Always and Forever is stretched a little thin and relies on too much filler, but remains a charming teenage rom-com and gracefully ends the trilogy.
In some ways, the romantic comedy is the hardest film to resist — while they’re perhaps hit-or-miss at a higher rate than films in any other genre, when rom-coms are done right, they shine, and can offer as much insight into the human condition as any self-serious drama. The first To All The Boys I’ve Loved Before film was a shining example of exactly that. The combination of sincere chemistry between the film’s two leads — Lana Condor and Noah Centineo — and a script that had genuine empathy for their teenage melodrama, told through the tried-and-tested tropes of the romance flick, made for a film that was a welcome addition to the teenage rom-com subgenre. Now, having spurred a recent slate of Netflix look-alikes that have ranged from baffling (The Perfect Date) to brilliant (The Half of It), and having launched Noah Centineo’s career, the trilogy has reached its final installment. To All The Boys: Always & Forever follows Lara-Jean (Condor) and Peter (Centineo) as they embark on their shared future, with a vision of sharing their college years together. When Lara-Jean isn’t admitted to Stanford, the pair are forced to confront the reality of both a long-distance relationship and a future that doesn’t look exactly how they had hoped.
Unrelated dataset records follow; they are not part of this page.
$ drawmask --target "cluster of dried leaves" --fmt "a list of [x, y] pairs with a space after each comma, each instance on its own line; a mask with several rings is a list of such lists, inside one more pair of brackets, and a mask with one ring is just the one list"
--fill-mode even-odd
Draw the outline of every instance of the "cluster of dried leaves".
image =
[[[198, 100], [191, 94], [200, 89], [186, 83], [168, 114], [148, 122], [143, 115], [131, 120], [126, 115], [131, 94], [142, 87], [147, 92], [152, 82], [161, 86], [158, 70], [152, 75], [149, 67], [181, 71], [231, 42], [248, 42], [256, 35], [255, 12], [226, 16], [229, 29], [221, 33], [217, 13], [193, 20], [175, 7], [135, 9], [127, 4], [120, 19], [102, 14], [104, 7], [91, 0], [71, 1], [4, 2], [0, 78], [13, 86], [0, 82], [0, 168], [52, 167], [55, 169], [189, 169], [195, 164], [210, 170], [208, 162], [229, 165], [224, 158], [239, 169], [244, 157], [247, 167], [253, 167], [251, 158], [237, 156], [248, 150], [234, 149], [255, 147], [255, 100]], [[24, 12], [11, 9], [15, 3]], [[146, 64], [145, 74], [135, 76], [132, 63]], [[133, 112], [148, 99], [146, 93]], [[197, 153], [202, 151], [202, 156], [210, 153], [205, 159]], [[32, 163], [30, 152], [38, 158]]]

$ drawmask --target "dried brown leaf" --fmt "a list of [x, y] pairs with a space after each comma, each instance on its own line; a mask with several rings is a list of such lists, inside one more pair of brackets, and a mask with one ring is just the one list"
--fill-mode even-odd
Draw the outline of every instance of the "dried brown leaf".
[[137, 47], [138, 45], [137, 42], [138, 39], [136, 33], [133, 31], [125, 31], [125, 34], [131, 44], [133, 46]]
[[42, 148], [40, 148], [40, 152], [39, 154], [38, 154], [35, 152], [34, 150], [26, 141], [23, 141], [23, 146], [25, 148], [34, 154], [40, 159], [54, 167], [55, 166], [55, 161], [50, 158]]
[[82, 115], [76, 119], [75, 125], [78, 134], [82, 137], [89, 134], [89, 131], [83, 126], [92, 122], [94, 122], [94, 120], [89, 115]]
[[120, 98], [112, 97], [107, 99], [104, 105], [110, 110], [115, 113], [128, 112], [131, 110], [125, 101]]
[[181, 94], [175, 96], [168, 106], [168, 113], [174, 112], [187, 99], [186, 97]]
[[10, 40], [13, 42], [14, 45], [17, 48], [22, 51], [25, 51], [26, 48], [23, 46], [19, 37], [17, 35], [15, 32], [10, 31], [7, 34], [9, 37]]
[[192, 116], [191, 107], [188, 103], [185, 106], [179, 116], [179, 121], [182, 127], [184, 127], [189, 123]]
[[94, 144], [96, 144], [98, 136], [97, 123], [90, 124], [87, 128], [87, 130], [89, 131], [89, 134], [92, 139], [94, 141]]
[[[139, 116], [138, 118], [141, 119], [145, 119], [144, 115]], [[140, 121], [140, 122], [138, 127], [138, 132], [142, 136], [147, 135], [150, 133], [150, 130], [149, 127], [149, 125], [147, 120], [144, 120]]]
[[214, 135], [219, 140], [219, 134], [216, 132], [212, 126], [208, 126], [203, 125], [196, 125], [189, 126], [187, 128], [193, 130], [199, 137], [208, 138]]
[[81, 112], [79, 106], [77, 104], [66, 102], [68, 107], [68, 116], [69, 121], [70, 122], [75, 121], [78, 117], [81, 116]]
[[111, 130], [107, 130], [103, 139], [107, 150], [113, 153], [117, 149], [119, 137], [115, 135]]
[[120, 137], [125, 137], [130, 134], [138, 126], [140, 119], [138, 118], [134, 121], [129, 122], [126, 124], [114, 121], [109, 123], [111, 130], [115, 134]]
Once again, the film is carried by the charisma and chemistry of Condor and Centineo. While the supporting cast turns in work ranging from passable to irritating, Lara-Jean and Peter are too damn likable to get bogged down in much else; even during largely unnecessary detours to Seoul and New York, it’s difficult to be too bothered. However, these digressions do serve to illuminate the film’s biggest flaw: there simply isn’t enough plot to fill its 100-minute runtime. While it’s comforting to spend more time with these affable characters and experience their satisfying send-off, Always & Forever delays the inevitable by stretching thin every element of its plot. Between Lara-Jean’s father’s wedding, Peter’s reunion with his estranged father, prom, school trips, and resolving the fates of side-characters, the film loses focus. While Peter and Lara-Jean’s impending college conflict is the driving force of the film, it simply isn’t enough to support its entirety, and necessitates a lot of filler. For more agnostic viewers, that filler makes for an unnecessarily bloated film; for the faithful, it’s the heart of the series. Perhaps the greatest strength of the trilogy is its genuine empathy for teen melodrama — this film, like with the others, treats sitting together on the bus or writing the perfect yearbook message as deeply meaningful acts, conjuring the reality of teenage self-seriousness and emotional overdrive, and if you’re on board with this vibe, even the filler works to endear the characters and their small plights. If it fails to reach the heights of the first installment, Always & Forever still provides a heart-warming send-off that fans of the series will appreciate and puts a punctuation mark on what’s one of the better teen rom-com properties in recent years.
You can currently stream Michael Fimognari’s To All the Boys: Always and Forever on Netflix.